Synopsis: Each year on Nov. 11 we remember and celebrate “the men and women who have served, and continue to serve our country during times of war, conflict and peace.” Remembrance Day is a time to pay respect to the sacrifices brave soldiers have made for our country. In observation The Reel Guys have compiled a list of movies to serve as a backdrop on this solemn day.
Richard: Mark, the first war-themed film to really make an impression on me was The Best Years Of Our Lives. When I was a kid I watched it on television every November and although it’s almost 70 years old the story of servicemen struggling to rebuild their lives after the Second World War is still timely and relevant. Perhaps it feels so authentic because the crew were all Second World War veterans and the main character, who faces discrimination after losing both hands in combat, was played by real-life disabled vet Harold Russell.
Mark: Don’t know the movie, Richard. I grew up in a family of cowards and war movies were forbidden. And I don’t know who said it — probably not Snooki — that “all great war movies are anti-war movies.” That being said, I like the P.O.W. genre, with incarcerated soldiers plotting to get out. The Bridge On the River Kwai is one of the greatest, with a fine performance by Alec Guiness, but let’s also include The Great Escape with Steve McQueen, and a left-field choice, Merry Christmas, Mr. Lawrence starring David Bowie. Waaaay left-field, Richard, if you get my drift.

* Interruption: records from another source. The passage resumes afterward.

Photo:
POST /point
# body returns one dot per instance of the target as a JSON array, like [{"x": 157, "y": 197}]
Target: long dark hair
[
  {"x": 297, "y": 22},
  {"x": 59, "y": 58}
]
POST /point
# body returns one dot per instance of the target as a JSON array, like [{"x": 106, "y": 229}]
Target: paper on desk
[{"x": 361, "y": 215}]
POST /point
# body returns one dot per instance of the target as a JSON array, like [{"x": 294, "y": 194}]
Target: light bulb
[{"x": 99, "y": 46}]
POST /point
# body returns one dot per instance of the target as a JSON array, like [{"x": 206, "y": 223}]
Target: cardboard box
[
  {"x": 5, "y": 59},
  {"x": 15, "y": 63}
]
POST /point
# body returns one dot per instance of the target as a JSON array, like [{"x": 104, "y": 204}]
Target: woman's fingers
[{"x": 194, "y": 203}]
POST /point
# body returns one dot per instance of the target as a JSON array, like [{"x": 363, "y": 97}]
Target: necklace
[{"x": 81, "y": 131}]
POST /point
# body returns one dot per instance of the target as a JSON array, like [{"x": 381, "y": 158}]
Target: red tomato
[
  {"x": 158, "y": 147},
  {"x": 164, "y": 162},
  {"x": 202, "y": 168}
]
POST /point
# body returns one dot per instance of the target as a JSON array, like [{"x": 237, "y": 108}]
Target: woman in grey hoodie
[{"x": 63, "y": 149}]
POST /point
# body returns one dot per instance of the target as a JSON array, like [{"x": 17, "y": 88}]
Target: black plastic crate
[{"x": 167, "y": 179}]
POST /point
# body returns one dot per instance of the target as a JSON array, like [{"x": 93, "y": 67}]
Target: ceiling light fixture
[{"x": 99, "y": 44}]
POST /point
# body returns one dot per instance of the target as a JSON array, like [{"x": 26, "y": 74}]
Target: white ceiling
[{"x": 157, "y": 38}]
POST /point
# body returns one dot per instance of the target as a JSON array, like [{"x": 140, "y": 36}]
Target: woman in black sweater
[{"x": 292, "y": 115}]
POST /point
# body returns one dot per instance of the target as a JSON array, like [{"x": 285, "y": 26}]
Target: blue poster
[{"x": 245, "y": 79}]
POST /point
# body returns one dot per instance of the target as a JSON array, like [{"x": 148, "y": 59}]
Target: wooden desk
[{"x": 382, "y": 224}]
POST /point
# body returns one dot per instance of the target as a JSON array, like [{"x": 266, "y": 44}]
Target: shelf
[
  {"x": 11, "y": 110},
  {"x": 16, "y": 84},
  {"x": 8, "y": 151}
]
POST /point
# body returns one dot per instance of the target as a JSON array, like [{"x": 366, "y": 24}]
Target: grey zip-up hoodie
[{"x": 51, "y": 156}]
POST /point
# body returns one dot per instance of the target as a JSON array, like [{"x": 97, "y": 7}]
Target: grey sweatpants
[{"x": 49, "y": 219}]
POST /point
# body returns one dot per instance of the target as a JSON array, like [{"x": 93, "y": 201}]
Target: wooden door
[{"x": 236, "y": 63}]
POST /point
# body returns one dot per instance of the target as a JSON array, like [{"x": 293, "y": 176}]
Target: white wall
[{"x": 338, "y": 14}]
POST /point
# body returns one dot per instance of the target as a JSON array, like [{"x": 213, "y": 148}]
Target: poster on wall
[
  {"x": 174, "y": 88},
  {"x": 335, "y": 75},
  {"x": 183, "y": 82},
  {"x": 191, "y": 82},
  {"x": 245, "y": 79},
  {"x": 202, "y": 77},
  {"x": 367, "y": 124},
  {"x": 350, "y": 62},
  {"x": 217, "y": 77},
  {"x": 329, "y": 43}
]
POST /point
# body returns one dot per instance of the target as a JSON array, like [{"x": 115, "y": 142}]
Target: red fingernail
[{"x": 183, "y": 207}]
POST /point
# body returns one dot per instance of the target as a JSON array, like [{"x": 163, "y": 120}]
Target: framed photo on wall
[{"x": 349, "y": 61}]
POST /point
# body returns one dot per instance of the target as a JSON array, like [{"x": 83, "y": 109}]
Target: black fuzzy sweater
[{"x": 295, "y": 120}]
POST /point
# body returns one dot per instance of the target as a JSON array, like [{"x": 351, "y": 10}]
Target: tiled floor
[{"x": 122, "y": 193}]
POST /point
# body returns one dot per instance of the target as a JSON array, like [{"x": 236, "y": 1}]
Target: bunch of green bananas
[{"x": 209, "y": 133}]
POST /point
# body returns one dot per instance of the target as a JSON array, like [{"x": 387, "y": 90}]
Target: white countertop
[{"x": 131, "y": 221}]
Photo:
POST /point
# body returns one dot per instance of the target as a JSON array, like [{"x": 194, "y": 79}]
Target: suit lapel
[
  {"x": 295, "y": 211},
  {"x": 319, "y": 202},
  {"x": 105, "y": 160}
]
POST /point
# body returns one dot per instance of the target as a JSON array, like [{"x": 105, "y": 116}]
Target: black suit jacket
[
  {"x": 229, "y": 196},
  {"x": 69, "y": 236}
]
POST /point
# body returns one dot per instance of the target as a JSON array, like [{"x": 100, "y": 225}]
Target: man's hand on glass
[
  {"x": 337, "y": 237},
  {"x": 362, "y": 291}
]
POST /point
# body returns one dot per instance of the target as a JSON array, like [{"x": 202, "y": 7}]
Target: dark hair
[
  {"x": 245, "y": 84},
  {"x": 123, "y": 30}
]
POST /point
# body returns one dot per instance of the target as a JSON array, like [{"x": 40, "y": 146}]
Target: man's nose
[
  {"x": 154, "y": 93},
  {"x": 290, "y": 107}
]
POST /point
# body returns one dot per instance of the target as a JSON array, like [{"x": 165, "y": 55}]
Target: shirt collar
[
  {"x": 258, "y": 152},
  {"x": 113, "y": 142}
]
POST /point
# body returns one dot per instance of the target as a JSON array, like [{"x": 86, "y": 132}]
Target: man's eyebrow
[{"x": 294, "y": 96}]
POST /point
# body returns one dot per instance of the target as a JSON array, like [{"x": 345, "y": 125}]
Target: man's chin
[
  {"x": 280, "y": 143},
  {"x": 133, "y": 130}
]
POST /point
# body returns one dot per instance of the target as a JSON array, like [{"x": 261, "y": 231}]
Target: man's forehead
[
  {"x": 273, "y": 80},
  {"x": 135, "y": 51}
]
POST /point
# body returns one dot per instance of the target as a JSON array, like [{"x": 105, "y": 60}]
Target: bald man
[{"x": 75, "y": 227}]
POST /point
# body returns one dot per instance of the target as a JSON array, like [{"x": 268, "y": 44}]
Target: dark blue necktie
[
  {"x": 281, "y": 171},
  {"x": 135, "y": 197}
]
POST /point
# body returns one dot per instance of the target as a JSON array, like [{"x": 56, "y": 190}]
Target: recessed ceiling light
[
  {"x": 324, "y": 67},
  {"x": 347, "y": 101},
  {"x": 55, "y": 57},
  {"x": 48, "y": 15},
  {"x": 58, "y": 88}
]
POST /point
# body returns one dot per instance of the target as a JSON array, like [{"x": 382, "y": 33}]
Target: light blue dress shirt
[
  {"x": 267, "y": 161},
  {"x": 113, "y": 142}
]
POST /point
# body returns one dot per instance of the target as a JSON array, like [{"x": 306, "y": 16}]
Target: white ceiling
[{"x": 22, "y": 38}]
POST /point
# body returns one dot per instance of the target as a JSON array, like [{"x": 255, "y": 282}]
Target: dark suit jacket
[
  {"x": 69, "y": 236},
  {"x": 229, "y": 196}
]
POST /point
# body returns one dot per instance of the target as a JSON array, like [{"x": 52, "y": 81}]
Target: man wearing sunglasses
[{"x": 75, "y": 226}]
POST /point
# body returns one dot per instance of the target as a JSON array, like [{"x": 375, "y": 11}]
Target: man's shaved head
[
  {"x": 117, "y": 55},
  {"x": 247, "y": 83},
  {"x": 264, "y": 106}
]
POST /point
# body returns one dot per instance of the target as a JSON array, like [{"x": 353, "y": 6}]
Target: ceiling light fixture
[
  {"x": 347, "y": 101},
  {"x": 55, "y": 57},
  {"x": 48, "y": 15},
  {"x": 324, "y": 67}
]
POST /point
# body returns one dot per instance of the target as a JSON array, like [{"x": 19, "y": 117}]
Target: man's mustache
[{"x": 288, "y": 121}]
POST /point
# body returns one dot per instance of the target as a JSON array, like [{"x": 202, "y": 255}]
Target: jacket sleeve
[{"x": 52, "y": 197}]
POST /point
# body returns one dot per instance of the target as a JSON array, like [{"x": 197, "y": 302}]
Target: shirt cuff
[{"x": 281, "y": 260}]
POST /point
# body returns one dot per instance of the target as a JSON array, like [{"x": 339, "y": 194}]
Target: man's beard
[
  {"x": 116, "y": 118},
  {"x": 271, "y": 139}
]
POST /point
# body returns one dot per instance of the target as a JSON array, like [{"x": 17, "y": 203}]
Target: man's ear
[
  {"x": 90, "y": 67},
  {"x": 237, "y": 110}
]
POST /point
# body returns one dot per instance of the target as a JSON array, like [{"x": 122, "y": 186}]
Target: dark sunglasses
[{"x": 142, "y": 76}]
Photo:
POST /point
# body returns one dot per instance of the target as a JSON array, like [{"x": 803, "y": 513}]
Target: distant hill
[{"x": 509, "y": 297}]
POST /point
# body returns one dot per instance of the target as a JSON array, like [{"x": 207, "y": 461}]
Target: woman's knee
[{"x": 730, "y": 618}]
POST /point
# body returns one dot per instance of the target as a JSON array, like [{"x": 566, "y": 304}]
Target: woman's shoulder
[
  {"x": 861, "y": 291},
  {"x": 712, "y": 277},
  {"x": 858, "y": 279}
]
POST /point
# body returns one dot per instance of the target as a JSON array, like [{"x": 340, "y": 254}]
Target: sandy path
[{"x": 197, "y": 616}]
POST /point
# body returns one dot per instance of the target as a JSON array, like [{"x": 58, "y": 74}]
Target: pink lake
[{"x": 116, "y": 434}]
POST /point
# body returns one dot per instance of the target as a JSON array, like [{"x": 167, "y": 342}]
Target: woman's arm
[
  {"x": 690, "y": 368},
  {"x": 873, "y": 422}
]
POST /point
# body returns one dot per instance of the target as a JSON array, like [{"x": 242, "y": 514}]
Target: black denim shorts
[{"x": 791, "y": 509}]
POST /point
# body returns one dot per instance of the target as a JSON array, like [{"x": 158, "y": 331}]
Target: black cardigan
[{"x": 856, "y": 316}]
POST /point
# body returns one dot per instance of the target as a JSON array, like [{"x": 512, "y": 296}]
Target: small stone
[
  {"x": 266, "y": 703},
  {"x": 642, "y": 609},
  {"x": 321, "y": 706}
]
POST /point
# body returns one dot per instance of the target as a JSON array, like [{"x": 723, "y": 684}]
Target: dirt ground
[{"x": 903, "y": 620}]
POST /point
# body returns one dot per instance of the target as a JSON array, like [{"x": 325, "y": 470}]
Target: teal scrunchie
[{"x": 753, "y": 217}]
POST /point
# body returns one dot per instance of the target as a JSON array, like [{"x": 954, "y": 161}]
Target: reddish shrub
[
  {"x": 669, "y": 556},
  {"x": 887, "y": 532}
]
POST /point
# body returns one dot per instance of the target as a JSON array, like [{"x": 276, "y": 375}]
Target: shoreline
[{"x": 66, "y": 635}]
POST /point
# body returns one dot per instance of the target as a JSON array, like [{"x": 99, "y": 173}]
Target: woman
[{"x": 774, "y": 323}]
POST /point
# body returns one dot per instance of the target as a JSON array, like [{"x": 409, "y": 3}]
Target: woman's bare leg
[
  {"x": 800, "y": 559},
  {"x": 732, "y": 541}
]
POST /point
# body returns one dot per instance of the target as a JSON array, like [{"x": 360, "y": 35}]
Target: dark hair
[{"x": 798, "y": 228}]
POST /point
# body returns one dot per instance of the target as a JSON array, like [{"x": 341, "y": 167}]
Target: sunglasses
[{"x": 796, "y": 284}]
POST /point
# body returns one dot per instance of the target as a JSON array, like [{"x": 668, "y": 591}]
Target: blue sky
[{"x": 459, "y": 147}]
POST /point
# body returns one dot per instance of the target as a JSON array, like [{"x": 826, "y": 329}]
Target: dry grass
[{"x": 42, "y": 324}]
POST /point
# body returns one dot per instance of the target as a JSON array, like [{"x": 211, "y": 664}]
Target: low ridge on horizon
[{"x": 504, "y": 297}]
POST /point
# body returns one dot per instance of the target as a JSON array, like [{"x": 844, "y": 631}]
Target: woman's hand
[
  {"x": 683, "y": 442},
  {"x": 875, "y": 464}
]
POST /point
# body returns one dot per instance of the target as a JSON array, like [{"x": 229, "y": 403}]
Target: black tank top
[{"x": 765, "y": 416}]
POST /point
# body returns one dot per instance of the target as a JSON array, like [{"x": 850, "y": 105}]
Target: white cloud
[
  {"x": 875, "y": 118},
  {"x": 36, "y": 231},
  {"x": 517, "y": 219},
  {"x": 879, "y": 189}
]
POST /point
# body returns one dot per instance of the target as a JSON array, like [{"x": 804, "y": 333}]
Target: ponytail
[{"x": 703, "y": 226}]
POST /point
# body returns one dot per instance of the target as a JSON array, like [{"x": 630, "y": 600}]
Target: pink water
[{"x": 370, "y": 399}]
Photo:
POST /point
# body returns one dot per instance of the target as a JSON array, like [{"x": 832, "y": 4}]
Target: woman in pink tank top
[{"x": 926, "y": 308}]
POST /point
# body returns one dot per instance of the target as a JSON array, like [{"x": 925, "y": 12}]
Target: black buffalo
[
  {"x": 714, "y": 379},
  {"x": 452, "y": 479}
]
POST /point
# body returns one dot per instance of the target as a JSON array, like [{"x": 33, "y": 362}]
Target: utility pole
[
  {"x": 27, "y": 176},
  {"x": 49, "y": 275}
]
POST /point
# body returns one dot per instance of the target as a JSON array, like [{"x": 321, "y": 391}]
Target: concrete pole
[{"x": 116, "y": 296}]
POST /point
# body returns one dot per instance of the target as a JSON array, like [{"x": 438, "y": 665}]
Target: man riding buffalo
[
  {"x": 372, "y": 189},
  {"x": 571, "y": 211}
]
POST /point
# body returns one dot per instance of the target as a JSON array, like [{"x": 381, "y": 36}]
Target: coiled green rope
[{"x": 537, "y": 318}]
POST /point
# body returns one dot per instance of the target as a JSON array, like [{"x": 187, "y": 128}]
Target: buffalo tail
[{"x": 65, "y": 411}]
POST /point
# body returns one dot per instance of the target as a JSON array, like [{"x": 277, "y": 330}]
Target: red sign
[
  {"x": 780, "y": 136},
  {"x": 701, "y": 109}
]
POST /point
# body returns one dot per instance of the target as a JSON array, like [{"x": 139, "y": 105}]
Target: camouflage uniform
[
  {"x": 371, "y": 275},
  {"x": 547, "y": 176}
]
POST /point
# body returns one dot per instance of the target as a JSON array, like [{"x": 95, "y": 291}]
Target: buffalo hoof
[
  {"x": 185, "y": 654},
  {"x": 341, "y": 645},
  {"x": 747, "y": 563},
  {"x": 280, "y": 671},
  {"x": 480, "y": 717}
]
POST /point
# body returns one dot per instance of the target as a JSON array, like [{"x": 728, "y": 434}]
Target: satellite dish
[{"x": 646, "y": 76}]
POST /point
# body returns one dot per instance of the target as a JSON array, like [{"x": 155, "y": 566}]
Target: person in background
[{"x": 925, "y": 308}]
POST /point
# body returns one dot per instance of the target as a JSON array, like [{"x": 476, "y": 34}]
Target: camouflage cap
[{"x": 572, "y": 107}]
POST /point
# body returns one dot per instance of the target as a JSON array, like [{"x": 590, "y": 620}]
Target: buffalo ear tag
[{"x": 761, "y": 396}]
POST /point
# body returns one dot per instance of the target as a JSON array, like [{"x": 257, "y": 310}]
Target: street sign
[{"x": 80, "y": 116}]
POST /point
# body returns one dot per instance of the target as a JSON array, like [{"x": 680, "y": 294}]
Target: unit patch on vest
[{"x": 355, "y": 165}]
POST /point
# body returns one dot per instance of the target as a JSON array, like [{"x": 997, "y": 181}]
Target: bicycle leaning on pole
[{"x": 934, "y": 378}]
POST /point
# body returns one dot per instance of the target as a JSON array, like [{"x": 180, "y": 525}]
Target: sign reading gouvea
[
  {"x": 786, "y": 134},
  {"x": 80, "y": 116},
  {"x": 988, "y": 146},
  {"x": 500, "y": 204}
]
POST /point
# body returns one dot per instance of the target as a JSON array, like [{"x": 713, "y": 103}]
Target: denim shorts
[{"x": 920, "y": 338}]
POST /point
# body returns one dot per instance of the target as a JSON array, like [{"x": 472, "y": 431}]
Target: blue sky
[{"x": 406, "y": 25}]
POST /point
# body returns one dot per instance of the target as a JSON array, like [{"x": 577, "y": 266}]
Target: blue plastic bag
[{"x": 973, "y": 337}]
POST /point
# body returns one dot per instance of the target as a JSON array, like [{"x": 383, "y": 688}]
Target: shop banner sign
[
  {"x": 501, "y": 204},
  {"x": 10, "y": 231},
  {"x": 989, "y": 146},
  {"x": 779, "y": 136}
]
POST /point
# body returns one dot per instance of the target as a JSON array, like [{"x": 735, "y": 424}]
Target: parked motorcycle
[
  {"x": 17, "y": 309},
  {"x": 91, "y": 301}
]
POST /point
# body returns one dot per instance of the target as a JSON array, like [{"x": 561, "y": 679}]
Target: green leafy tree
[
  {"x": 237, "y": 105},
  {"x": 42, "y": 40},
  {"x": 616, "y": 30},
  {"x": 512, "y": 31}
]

RC: War films come in all shapes and sizes. If P.O.W. movies are your thing check out The Hill, a little known British film that features one of Sean Connery’s best performances. Set during the Second World War in North Africa, it’s the story of a stockade run by Brits to punish deserters. Connery wedged it in between Goldfinger and Thunderball and it is a stark contrast to the work he was doing in the Bond films at the time. As for your second thought, which I suspect should be attributed to Steven Spielberg and not Snooki, two films pop to mind. Saving Private Ryan and the First World War drama All Quiet on the Western Front. Both are masterfully made films that show the brutal reality of war from the point of view of the soldiers.
MB: I’ve seen The Hill. It’s great. But the best anti-war movie might be Johnny Got His Gun, a minimalist squirmer told from the point of view of a blind, mute quadruple amputee. Fun times! And as far as soldiers on the ground, I would nominate Black Hawk Down, or Platoon, both of which put you right in the centre of a battle you may not be winning.
RC: We can’t talk about war films so close to Remembrance Day without paying tribute to Canadian soldiers on screen. Paul Gross’s Passchendaele is probably our best-known homegrown look at Canadians in battle but Hollywood has never shied away from depicting fighting Canadians. Canuck heroes are portrayed in the Devil’s Brigade, The Battle of Britain and Attack on the Iron Coast among many others.
MB: Yes, Canadians excel in battle. Canadians also excel at harbouring war resisters, but I’ve yet to see THAT movie.